Yahoo Inc. is going a less technical, more controversial route: Businesses can pay to ensure that their “invisible Web” pages get indexed.
But indexing more of the Web only brings up another challenge — identifying the most relevant among the billions of documents available. So some search developers are focused on personalizing and organizing searches.
Eurekster Inc., a startup launched in January, is marrying search with social networking, in which friends, your friends’ friends and their friends form online circles. Eurekster guesses what you’re seeking based on what others in your circle have found relevant.
“At the moment, when you search on Google, everyone gets the same results for the same keywords,” said Shaun Ryan, vice president of business development for Eurekster in New Zealand. “We try to personalize those results.”

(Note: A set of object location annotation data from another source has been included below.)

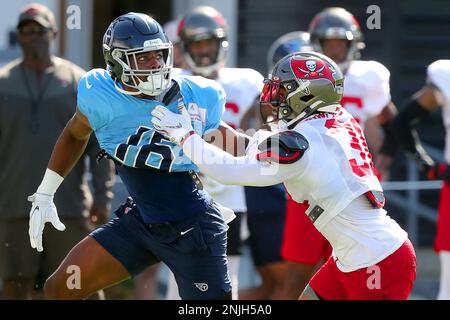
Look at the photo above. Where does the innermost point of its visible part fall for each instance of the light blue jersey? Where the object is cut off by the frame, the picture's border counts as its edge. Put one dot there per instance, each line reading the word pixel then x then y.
pixel 122 123
pixel 154 169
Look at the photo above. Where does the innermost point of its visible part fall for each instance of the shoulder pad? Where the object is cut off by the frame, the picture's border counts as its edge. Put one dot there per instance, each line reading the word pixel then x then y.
pixel 284 147
pixel 172 94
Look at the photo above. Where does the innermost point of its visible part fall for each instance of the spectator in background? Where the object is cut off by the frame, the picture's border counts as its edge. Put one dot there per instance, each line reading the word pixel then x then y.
pixel 435 94
pixel 37 97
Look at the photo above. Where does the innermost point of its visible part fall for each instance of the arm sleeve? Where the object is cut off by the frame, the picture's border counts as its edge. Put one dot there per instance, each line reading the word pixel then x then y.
pixel 226 169
pixel 217 102
pixel 92 100
pixel 103 175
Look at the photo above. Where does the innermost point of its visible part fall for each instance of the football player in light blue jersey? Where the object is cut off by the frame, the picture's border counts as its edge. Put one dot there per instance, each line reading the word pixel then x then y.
pixel 169 217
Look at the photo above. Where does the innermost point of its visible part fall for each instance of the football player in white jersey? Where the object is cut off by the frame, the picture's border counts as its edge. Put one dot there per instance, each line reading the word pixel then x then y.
pixel 434 95
pixel 202 36
pixel 319 152
pixel 336 33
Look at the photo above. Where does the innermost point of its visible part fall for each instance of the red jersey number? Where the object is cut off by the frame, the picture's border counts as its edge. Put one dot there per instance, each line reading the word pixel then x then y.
pixel 362 165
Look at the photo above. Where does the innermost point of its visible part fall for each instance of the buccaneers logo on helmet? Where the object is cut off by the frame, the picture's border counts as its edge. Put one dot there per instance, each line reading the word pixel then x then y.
pixel 312 69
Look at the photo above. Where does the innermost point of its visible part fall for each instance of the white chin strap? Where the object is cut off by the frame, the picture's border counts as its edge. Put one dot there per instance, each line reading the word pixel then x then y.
pixel 145 87
pixel 283 125
pixel 149 87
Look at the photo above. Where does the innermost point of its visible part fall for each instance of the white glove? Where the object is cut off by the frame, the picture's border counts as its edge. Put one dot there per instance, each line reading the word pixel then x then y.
pixel 175 126
pixel 42 210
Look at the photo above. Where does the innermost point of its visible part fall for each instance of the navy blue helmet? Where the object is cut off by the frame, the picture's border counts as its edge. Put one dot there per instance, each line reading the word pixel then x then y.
pixel 286 44
pixel 132 34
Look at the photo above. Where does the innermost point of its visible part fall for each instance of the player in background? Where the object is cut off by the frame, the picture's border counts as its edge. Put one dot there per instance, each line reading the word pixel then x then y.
pixel 320 154
pixel 434 95
pixel 336 33
pixel 203 41
pixel 169 218
pixel 266 219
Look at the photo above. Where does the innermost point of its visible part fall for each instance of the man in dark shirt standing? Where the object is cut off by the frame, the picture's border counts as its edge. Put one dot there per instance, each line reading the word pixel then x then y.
pixel 37 98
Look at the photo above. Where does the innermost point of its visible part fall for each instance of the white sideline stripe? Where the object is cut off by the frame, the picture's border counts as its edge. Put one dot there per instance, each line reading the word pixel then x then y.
pixel 412 185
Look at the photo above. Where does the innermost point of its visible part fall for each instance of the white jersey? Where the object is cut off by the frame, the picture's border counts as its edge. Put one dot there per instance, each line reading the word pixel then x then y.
pixel 242 86
pixel 439 74
pixel 333 176
pixel 366 90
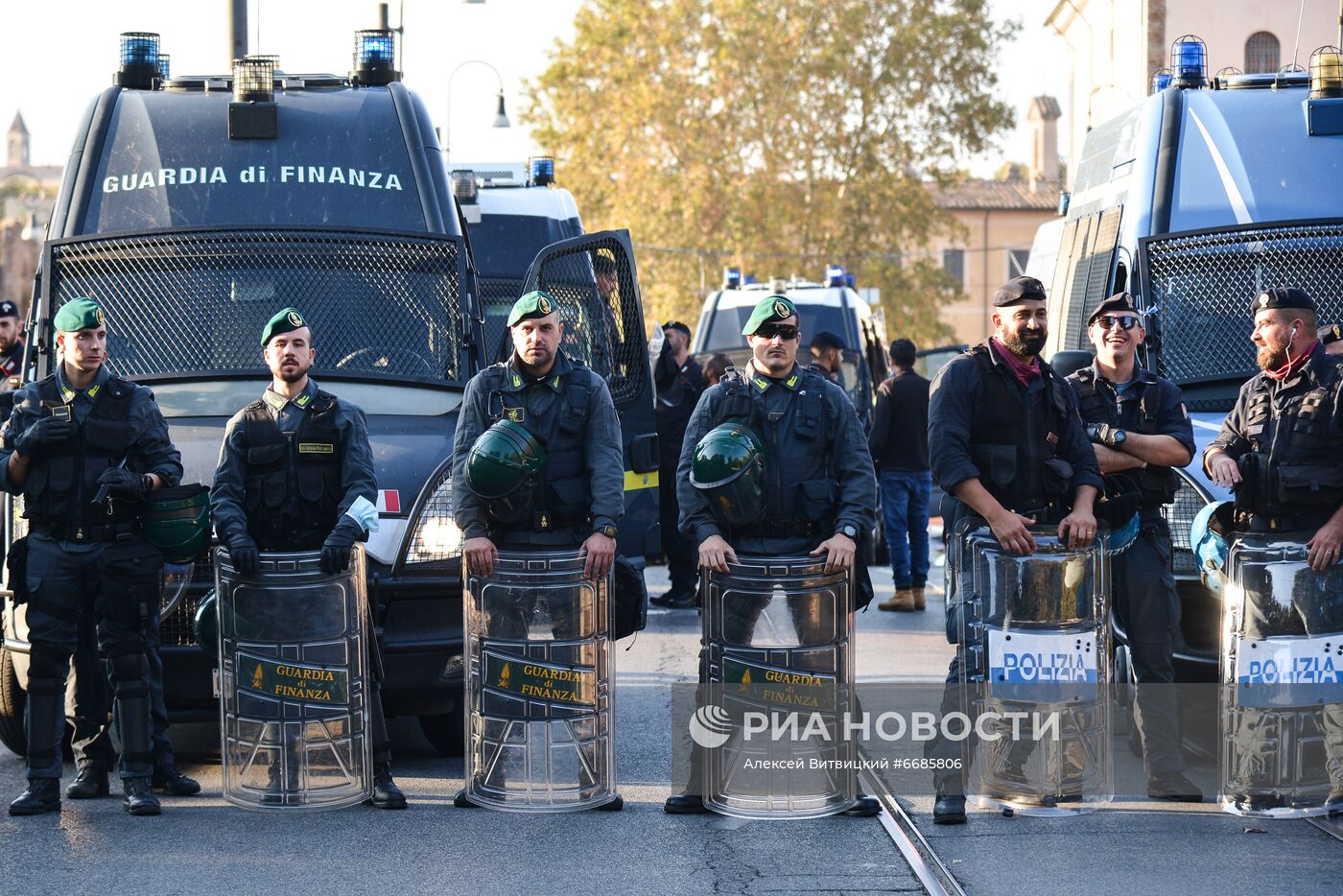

So a search for “casting” might produce sites on movies if your circle is heavily in entertainment, fly fishing if members enjoy weekend outings.
The major search engines, meanwhile, are trying to localize results, Yahoo! and America Online having an advantage over Google because they already have billing or registration information on many users.
And sites like SuperPages.com are tagging data, so customers can search not only by city but by store hours or credit cards accepted. Adding “Saturday” to a Google search might get you a store that’s closed Saturday, or it might indicate Saturday’s hours.
Tags also help Factiva personalize its archives of 9,000 news sources, so an engineering team gets tech-heavy results, while the marketing department gets consumer-friendly documents.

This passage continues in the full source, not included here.